IEEE 754R minutes from July 18, 2002

Attendance and minutes review

The IEEE 754R committee met May 23, 2002 at Network Appliance. In attendance were:

The previous meeting minutes were summarily approved.

Coq and formal specifications for 754R

Marc Daumas presented on "past and future formalizations of the IEEE 754, 854, and 754R standards." The presentation closely followed a slide handout; since the guest rule was in effect, there was no grilling until after the presentation was complete.

Kahan began the questioning with the following statement: "I approve of what you're doing. I regard it as necessary. My hope is that continuing in that direction will ultimately lead to specifications and implementations which are not merely verifiable, but also maintainable." He then stated that language support is a greater problem than hardware correctness, and that formal verification can supplement, but not supplant, testing. Kahan supported his statement with several examples:

Ariane 5:

On June 4, 1996, the Ariane 5 rocket went out of control shortly after takeoff, turning cartwheels over French Guiana until the onboard safety systems caused it to self-destruct. In their presentation of the inquiry report, the inquiry board concluded that the development program "did not include adequate analysis and testing."
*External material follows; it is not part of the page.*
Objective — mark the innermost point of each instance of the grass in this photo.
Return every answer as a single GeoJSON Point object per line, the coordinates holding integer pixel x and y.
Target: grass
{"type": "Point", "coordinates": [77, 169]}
The Ariane 5 control software was written in Ada, where overflow is treated as a fatal exception which causes a computation to abort to a handler. Because the Ariane 5 rockets were more powerful than those of the Ariane 4, the software to recalibrate the gyros, which was copied from the Ariane 4 system, suffered an overflow. Since there was no defined exception handler, the system wrote debugging information to memory, overwriting information needed by other parts of the system, and transferred control to the second computer. The backup computer suffered the same exception and transferred control back to the first computer.

Had Ada supported the IEEE standard, the overflow would have generated resulted in an exceptional value and a raised flag, but no disastrous change in control flow.

Software is never fully tested if it is at all interesting. It's unfair to say we didn't know what the software should do in the exceptional circumstance; in any interesting piece of software, there are cases like that. We simply don't want the software to die messily when in such circumstances.

T800 verification:

In his paper, "Formal Methods Applied to a Floating Point Number System," Geoff Barrett verified that an Occam implementation intended to mimic the Inmos T800 Transputer's floating point hardware did indeed meet a Z specification intended to capture the requirements of IEEE 754. There were two mistakes. The first mistake was a transcription error of the type Daumas mentioned in his presentation. "The most negative binary integer" was uttered instead of "-0" somewhere in the specification, so that the routing in add-subtract went the wrong way when signed zeros were added. The second mistake was more vicious. Since the Transputer was designed to do very rapid context switching, so the engineers wanted to minimize the amount of system state. Since they regarded overflow, divide by zero, and invalid exceptions as "mistakes," they replaced three distinct flag bits with a single bit. So the T800 did not conform to the standard.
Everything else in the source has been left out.